Durante los trances complejos aflora aquel simio imprevisible que cruzó desiertos y océanos empujado por los motores de la voluntad y del deseo a partes iguales. Pero como cada quien es cada cual, la variedad de las respuestas frente a una misma circunstancia hasta superó al número de humanos allí reunido. Hay criaturas tan extraordinarias que pueden expresar un juicio y su contrario en un mismo momento. Como aquellos que, tras protestar porque les faltaba el postre, se comieron después de una mousse de chocolate, ese plato de calamares fritos que antes se había trasmesado y no les cobrarían. En otros casos brotaba esa fe en sí mismo que anula cualquier mal presagio. Desde la cola veían cómo se levantaban familias de unas sillas no atendidas que, de inmediato, eran ocupadas por presuntos comensales que apenas tomaban asiento iniciaban un camino de reproches hacia ninguna parte. Incluso hubo quien sintió en su pecho los ardores del elegido e intentó pastorear varias mesas en contra de aquella situación sin arreglo. Nadie respondía a sus pretensiones porque el espacio se había convertido en batalla de guerrillas donde cada combatiente ambicionaba el rapto de la camarera.
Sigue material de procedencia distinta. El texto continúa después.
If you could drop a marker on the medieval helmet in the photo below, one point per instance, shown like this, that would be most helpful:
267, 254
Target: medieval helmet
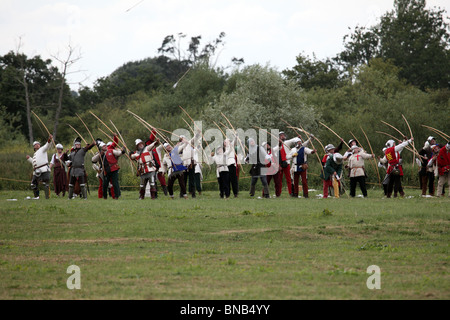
338, 158
390, 143
329, 147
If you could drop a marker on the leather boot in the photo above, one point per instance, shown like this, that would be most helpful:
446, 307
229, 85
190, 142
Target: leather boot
84, 192
70, 192
47, 191
252, 191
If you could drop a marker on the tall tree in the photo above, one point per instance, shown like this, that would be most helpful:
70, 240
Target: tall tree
415, 38
66, 63
24, 85
312, 73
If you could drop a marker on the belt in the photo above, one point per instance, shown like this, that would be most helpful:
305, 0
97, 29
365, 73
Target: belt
41, 166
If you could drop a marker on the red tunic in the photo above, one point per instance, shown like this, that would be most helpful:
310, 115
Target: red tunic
443, 161
393, 159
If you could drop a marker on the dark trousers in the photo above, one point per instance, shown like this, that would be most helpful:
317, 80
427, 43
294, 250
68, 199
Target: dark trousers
233, 179
287, 174
224, 184
297, 176
172, 178
362, 184
114, 178
198, 185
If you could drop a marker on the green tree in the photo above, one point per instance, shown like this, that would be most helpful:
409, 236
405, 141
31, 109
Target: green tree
25, 84
415, 38
260, 96
312, 73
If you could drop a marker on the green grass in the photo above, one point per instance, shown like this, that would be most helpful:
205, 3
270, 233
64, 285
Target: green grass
208, 248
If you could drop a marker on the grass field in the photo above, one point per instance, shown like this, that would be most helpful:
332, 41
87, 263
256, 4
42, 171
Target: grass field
236, 249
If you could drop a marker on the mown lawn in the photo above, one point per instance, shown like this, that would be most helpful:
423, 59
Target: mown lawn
208, 248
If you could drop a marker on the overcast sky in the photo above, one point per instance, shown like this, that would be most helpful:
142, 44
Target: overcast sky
108, 34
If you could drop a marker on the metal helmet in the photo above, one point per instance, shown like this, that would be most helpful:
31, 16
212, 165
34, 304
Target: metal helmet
390, 143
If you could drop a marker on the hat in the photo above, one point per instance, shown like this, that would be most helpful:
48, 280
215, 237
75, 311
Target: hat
328, 147
338, 158
77, 141
390, 143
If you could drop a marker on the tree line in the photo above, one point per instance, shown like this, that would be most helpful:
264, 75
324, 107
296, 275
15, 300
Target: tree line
401, 65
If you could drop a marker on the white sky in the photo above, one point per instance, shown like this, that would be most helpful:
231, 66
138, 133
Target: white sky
260, 31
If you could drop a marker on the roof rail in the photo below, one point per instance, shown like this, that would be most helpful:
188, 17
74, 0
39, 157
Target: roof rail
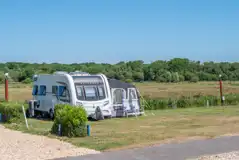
60, 72
79, 73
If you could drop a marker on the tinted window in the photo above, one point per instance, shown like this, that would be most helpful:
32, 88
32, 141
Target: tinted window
42, 90
35, 90
80, 92
132, 94
54, 89
90, 93
101, 92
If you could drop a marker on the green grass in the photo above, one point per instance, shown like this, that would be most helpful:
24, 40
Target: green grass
21, 92
174, 124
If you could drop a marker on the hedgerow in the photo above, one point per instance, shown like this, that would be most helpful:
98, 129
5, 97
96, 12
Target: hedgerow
72, 120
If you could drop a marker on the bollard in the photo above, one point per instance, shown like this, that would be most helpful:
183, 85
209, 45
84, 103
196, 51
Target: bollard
88, 130
59, 130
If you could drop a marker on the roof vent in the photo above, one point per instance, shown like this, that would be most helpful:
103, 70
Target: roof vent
79, 73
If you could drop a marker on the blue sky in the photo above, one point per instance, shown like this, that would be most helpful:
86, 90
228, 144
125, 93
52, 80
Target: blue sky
70, 31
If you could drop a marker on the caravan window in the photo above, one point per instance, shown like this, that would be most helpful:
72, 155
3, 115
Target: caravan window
35, 90
90, 93
62, 91
101, 92
54, 90
132, 93
80, 92
42, 91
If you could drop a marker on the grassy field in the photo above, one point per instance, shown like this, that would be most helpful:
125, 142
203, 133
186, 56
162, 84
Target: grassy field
164, 126
21, 92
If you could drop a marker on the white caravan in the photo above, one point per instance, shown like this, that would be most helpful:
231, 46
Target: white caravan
101, 97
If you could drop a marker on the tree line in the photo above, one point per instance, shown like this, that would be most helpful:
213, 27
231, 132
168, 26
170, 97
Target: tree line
174, 70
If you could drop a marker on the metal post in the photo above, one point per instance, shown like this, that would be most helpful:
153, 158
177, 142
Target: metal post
6, 87
88, 130
221, 94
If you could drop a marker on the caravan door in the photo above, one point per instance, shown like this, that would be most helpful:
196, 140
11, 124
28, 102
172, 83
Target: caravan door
133, 100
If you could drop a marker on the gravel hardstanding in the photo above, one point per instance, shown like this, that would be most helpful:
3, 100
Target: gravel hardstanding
15, 145
224, 156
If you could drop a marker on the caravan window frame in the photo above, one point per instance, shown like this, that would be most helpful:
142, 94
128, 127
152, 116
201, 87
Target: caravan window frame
42, 93
103, 92
54, 90
35, 90
82, 91
96, 97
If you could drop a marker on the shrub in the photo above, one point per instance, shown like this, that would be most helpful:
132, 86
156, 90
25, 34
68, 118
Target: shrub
184, 102
11, 112
72, 119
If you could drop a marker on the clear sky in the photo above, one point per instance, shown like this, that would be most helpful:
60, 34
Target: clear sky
70, 31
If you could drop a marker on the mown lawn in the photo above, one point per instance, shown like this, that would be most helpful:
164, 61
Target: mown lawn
21, 92
163, 126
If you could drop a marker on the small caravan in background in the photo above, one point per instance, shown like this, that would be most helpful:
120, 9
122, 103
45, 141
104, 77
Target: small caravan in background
101, 97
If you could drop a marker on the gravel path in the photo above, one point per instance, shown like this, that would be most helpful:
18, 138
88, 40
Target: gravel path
15, 145
189, 150
224, 156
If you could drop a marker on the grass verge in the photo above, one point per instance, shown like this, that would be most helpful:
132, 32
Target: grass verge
174, 124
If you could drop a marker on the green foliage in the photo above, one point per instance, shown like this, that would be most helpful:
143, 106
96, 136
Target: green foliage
72, 119
11, 112
186, 102
174, 70
27, 81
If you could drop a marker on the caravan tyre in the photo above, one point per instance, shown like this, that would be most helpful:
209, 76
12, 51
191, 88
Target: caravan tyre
51, 114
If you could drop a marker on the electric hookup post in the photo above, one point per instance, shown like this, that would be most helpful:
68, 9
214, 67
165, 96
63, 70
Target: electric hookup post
88, 129
221, 94
6, 87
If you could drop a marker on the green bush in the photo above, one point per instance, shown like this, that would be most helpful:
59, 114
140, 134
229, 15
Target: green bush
72, 119
185, 102
11, 112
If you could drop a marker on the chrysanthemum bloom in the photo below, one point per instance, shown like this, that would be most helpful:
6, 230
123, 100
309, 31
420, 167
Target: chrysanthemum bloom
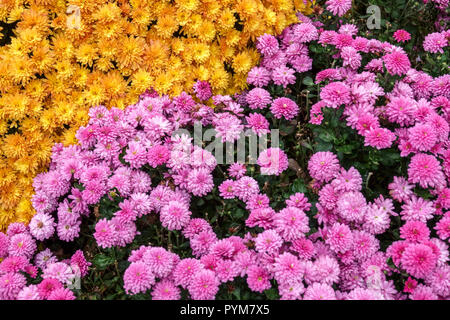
268, 241
258, 279
339, 238
376, 219
435, 42
352, 206
400, 189
202, 90
417, 209
291, 223
22, 244
200, 182
267, 44
246, 187
426, 170
365, 245
418, 260
258, 76
288, 269
339, 7
262, 217
326, 270
185, 271
105, 234
323, 166
138, 278
380, 138
284, 108
273, 161
347, 180
10, 285
258, 123
61, 294
42, 226
439, 280
165, 290
401, 110
175, 215
299, 201
335, 94
30, 292
258, 98
204, 285
422, 292
422, 137
47, 286
319, 291
443, 227
397, 63
402, 35
160, 261
414, 231
157, 155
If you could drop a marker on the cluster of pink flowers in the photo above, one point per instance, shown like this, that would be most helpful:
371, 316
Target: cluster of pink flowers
436, 42
29, 274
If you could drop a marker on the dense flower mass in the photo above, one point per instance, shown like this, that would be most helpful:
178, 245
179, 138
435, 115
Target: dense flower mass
66, 57
194, 192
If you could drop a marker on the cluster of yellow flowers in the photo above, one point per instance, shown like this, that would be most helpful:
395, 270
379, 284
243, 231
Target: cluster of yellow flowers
66, 56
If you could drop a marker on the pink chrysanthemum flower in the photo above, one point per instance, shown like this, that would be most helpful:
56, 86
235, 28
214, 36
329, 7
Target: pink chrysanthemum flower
422, 137
138, 278
380, 138
204, 285
258, 278
202, 90
22, 244
268, 241
414, 231
165, 290
273, 161
105, 234
335, 94
185, 271
10, 285
299, 201
258, 76
402, 35
288, 269
352, 206
418, 260
175, 215
200, 182
417, 208
339, 7
42, 226
426, 170
319, 291
339, 238
397, 63
61, 294
443, 228
435, 42
258, 98
323, 166
267, 44
284, 108
30, 292
258, 123
291, 223
47, 286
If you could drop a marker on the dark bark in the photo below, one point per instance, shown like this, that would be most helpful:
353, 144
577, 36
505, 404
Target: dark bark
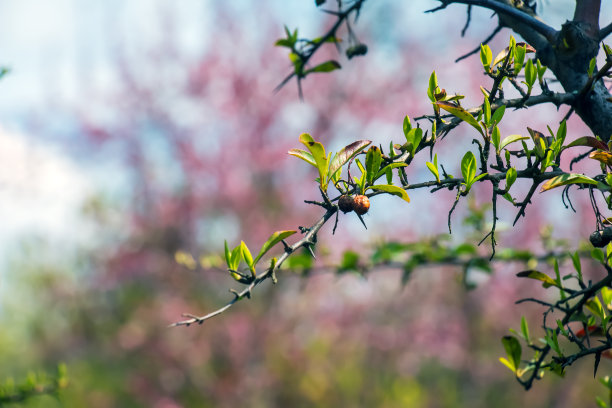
567, 54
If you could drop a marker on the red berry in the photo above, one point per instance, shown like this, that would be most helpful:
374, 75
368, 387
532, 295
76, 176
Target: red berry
361, 204
345, 203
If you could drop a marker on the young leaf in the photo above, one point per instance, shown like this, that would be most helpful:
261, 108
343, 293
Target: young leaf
468, 167
508, 364
532, 274
327, 66
510, 177
513, 351
434, 170
304, 155
603, 157
318, 153
589, 141
433, 85
248, 258
486, 56
530, 75
347, 153
566, 179
413, 139
391, 189
497, 116
407, 126
592, 65
387, 170
228, 256
561, 132
511, 139
373, 161
525, 329
459, 112
495, 138
606, 295
235, 258
486, 108
274, 239
576, 261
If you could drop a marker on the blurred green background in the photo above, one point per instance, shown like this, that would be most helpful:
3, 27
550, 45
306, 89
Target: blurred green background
130, 131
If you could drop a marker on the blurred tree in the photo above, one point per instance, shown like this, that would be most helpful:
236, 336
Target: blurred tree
581, 308
204, 140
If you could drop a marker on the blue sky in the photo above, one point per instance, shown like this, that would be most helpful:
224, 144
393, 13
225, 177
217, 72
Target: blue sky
54, 47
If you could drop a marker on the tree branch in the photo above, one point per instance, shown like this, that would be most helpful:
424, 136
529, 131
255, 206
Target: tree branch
500, 8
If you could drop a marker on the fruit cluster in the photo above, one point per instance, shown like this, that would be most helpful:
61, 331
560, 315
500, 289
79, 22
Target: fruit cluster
359, 203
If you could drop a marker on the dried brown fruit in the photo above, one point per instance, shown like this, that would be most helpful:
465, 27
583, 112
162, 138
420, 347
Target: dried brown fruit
361, 204
345, 203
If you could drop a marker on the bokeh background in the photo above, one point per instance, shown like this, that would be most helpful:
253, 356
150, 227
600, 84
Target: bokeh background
133, 130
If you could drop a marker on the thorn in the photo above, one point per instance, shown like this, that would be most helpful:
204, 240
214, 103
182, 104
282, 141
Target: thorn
335, 223
362, 221
309, 247
288, 248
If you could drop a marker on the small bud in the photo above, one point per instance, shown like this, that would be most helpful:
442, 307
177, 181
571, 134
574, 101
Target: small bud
356, 50
361, 204
598, 240
345, 203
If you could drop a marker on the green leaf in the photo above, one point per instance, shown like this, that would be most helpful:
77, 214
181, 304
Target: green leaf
525, 329
602, 157
589, 141
349, 262
530, 75
327, 66
228, 256
508, 364
541, 70
598, 255
459, 112
576, 261
373, 161
433, 85
510, 177
318, 153
407, 126
347, 153
248, 258
495, 137
592, 65
388, 168
486, 56
274, 239
498, 114
284, 42
600, 402
562, 131
519, 58
391, 189
511, 139
566, 179
468, 167
434, 170
235, 258
537, 275
606, 295
595, 307
513, 351
413, 139
486, 108
304, 155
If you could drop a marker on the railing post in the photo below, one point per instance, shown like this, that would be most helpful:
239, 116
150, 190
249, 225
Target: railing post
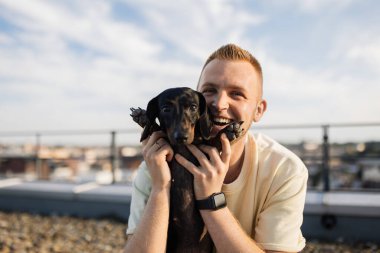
37, 158
326, 159
113, 155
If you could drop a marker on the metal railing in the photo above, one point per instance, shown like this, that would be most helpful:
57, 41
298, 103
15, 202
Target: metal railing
113, 157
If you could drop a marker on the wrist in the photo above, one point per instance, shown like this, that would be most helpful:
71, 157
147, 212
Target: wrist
213, 202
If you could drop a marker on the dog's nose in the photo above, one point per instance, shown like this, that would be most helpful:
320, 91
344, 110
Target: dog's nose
181, 137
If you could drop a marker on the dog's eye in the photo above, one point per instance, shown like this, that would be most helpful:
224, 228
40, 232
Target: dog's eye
165, 108
193, 107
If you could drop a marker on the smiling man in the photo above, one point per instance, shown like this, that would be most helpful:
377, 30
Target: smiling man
251, 195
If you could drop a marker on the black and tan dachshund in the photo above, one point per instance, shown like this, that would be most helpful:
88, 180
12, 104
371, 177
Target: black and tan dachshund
184, 117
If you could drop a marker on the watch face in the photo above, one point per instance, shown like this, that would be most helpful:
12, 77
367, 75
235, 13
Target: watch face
220, 200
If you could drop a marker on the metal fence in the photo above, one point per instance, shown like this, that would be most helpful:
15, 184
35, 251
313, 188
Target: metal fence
321, 158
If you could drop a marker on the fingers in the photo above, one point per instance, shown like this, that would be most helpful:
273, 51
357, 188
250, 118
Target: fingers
226, 149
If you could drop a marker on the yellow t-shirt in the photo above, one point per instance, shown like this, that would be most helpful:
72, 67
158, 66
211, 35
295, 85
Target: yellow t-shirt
267, 198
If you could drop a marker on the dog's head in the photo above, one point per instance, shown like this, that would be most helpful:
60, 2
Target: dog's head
182, 114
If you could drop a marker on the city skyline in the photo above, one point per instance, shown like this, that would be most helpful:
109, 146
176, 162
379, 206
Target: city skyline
82, 65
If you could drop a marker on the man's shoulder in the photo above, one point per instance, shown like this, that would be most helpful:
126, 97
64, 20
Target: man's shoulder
269, 150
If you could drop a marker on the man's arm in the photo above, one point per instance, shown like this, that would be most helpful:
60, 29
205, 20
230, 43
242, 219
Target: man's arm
151, 234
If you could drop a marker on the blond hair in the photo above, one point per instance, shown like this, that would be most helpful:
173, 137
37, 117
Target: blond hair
232, 52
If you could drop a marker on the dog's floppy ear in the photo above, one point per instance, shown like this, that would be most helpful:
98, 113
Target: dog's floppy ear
151, 115
204, 123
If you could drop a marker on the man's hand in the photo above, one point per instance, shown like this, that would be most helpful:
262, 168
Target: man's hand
157, 152
209, 176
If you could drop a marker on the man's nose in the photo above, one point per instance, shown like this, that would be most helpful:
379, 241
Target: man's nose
220, 101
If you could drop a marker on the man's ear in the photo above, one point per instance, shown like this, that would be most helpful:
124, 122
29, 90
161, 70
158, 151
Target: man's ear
151, 114
261, 107
204, 123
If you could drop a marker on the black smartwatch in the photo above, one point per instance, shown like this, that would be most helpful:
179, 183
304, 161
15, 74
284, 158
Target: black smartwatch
214, 202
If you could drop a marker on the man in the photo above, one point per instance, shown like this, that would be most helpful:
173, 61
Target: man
264, 183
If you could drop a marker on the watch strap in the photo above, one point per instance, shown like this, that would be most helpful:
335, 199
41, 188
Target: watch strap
214, 202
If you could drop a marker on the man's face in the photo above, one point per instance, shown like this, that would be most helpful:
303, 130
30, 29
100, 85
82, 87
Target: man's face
232, 92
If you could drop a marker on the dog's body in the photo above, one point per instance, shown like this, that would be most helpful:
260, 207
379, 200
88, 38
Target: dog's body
184, 117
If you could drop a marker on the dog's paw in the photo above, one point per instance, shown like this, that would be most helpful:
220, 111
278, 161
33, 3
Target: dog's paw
234, 130
139, 116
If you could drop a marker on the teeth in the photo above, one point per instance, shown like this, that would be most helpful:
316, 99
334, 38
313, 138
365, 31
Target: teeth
222, 120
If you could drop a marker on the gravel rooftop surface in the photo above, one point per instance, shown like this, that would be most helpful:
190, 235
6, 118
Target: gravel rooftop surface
22, 232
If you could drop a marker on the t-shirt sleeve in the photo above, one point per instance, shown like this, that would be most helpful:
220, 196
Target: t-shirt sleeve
279, 223
140, 194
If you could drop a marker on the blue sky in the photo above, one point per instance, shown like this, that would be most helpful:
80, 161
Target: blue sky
83, 64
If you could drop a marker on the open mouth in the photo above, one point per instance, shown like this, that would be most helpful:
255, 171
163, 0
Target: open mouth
219, 121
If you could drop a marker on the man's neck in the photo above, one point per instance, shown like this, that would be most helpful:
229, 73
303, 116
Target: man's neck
236, 161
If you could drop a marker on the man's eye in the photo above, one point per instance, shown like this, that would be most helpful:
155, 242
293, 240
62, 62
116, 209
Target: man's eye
237, 94
208, 91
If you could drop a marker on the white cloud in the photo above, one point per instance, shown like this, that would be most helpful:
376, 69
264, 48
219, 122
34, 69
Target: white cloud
314, 6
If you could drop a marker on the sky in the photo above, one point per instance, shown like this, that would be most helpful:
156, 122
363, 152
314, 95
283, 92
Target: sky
74, 65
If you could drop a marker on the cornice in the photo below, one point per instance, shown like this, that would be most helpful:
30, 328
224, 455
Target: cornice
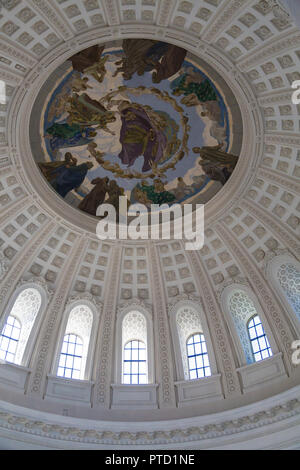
270, 415
49, 11
287, 182
289, 40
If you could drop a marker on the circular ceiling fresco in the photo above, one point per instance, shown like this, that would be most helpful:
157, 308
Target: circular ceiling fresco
141, 119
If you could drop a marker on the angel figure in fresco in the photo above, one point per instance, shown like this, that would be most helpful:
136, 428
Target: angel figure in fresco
85, 111
80, 84
63, 134
199, 87
140, 55
217, 156
50, 169
98, 70
170, 63
141, 134
67, 179
92, 201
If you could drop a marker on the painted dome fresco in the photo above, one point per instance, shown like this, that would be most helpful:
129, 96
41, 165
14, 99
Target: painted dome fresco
141, 118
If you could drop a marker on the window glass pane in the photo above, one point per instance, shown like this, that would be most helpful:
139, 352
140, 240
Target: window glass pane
70, 357
9, 339
135, 363
259, 342
198, 360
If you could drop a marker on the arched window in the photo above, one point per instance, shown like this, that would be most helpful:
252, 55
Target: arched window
248, 326
135, 363
70, 357
135, 350
260, 345
74, 349
194, 353
9, 339
24, 310
289, 279
197, 355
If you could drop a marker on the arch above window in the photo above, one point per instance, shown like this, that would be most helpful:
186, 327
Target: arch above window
134, 324
134, 349
188, 320
240, 305
24, 306
75, 342
283, 272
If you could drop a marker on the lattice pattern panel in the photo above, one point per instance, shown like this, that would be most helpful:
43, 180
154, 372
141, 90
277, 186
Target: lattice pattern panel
254, 236
53, 255
16, 234
92, 273
284, 159
178, 277
253, 29
134, 281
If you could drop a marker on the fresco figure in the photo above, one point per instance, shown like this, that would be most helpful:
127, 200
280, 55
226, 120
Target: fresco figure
63, 135
203, 90
141, 134
85, 111
70, 178
216, 173
98, 70
216, 155
170, 64
155, 193
92, 201
49, 169
139, 55
86, 58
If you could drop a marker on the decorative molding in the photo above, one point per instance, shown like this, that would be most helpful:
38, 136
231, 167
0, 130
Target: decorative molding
14, 208
286, 237
165, 11
236, 281
16, 270
227, 12
286, 41
54, 17
182, 298
107, 326
14, 51
269, 304
134, 303
215, 321
276, 97
271, 255
111, 11
85, 296
164, 369
55, 308
40, 281
3, 266
269, 415
283, 139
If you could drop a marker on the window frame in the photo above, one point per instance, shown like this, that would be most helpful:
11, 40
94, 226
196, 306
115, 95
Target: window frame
178, 352
29, 352
264, 335
135, 306
225, 307
201, 354
138, 361
10, 338
96, 312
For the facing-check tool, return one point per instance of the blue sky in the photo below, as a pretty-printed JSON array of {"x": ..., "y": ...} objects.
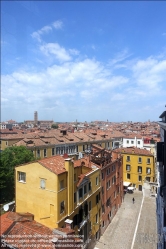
[{"x": 83, "y": 60}]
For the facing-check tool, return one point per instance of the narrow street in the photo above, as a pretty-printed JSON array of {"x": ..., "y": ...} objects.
[{"x": 134, "y": 224}]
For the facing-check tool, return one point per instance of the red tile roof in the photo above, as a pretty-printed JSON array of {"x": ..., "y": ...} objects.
[
  {"x": 134, "y": 150},
  {"x": 55, "y": 164}
]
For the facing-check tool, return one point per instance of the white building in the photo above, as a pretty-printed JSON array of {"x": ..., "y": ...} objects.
[{"x": 133, "y": 141}]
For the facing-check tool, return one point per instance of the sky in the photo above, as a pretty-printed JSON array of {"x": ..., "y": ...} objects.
[{"x": 83, "y": 60}]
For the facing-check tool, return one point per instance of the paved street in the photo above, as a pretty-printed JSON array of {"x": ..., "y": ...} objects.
[{"x": 132, "y": 224}]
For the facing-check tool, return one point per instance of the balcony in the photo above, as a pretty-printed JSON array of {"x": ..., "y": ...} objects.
[{"x": 83, "y": 222}]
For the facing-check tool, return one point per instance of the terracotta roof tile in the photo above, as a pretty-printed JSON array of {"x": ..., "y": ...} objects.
[{"x": 55, "y": 164}]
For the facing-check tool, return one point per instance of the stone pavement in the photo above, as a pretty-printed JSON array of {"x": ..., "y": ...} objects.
[{"x": 131, "y": 226}]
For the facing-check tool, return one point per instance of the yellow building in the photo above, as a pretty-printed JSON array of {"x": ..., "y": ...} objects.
[
  {"x": 138, "y": 166},
  {"x": 59, "y": 191},
  {"x": 50, "y": 143}
]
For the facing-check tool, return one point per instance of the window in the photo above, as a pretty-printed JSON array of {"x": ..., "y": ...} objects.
[
  {"x": 127, "y": 167},
  {"x": 21, "y": 176},
  {"x": 89, "y": 186},
  {"x": 45, "y": 152},
  {"x": 62, "y": 207},
  {"x": 61, "y": 184},
  {"x": 112, "y": 180},
  {"x": 139, "y": 169},
  {"x": 42, "y": 183},
  {"x": 140, "y": 178},
  {"x": 75, "y": 197},
  {"x": 102, "y": 190},
  {"x": 85, "y": 189},
  {"x": 38, "y": 153},
  {"x": 108, "y": 201},
  {"x": 96, "y": 218},
  {"x": 53, "y": 151},
  {"x": 90, "y": 205},
  {"x": 97, "y": 199},
  {"x": 148, "y": 171},
  {"x": 80, "y": 193},
  {"x": 128, "y": 176},
  {"x": 108, "y": 184}
]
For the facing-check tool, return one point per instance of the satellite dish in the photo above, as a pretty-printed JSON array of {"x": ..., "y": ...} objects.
[{"x": 6, "y": 207}]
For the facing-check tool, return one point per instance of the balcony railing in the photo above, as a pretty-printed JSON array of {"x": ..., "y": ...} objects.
[{"x": 83, "y": 222}]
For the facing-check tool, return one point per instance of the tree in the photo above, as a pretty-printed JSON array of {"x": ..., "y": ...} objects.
[
  {"x": 54, "y": 126},
  {"x": 9, "y": 158}
]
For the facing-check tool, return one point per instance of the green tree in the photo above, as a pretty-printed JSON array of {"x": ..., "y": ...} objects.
[
  {"x": 9, "y": 158},
  {"x": 54, "y": 126}
]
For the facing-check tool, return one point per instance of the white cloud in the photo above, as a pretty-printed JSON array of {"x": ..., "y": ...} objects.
[
  {"x": 46, "y": 29},
  {"x": 55, "y": 49},
  {"x": 57, "y": 24}
]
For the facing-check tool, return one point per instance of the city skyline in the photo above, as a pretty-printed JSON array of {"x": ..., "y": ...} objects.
[{"x": 83, "y": 60}]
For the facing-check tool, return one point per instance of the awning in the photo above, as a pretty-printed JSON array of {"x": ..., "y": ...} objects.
[
  {"x": 130, "y": 188},
  {"x": 126, "y": 184}
]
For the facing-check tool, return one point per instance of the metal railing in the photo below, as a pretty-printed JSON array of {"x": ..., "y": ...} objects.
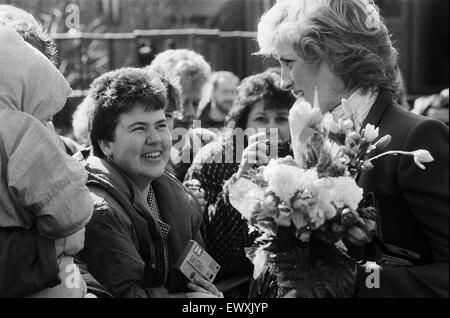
[{"x": 225, "y": 50}]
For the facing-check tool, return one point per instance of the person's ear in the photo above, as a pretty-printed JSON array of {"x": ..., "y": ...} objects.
[{"x": 106, "y": 147}]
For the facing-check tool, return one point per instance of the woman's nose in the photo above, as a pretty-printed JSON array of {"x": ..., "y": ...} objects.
[
  {"x": 189, "y": 110},
  {"x": 287, "y": 83}
]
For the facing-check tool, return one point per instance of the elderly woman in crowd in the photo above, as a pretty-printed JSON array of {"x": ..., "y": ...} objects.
[
  {"x": 188, "y": 71},
  {"x": 44, "y": 201},
  {"x": 343, "y": 48},
  {"x": 260, "y": 104},
  {"x": 143, "y": 217}
]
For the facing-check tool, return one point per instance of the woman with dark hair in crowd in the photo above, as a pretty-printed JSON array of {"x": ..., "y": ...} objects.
[
  {"x": 260, "y": 104},
  {"x": 343, "y": 48},
  {"x": 143, "y": 217}
]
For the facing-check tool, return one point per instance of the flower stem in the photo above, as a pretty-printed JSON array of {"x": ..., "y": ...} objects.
[{"x": 392, "y": 152}]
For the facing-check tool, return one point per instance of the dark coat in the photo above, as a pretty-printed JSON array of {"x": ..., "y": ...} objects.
[
  {"x": 27, "y": 262},
  {"x": 413, "y": 203},
  {"x": 123, "y": 247}
]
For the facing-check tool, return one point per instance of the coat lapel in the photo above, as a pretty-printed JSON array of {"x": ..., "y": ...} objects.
[{"x": 379, "y": 107}]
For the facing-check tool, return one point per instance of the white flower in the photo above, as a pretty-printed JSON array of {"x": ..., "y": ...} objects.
[
  {"x": 335, "y": 193},
  {"x": 283, "y": 179},
  {"x": 370, "y": 132},
  {"x": 347, "y": 193},
  {"x": 332, "y": 148},
  {"x": 329, "y": 124},
  {"x": 284, "y": 219},
  {"x": 421, "y": 156},
  {"x": 348, "y": 110}
]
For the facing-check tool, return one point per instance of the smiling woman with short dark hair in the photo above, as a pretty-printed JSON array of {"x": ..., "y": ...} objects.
[{"x": 143, "y": 217}]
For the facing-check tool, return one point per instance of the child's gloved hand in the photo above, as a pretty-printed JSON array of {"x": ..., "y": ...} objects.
[{"x": 70, "y": 245}]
Oiga, oiga, oiga, señorita, perdón, oiga, camarera. ¿Recuerdan el inicio de Annie Hall de Woody Allen? Abre con un par de chistes. Uno narra que una señora explica a otra que en aquella residencia la comida era un asco. La otra respondió: Sí. ¡Y las raciones son tan pequeñas! Pues eso, monos que no asumimos la realidad frente al deseo, que hubiera apostillado Cernuda. Como el tipo que hacía saber a la camarera cada tres minutos que no había sido atendido durante más de media hora. No se marchaba. Buscaba modificar lo inmodificable. Plato que de cocina no sale, a mantel no llega. Oiga, quiérame. Oiga, sea mi amigo. Oiga, quiero caerle bien. Oiga, que soy muy listo. Oiga, un beso. Oiga, acuéstese conmigo. Oiga, súbame el sueldo. Oiga, sea usted como a mí me gusta. Nada que no oyen pero aquí nos quedamos.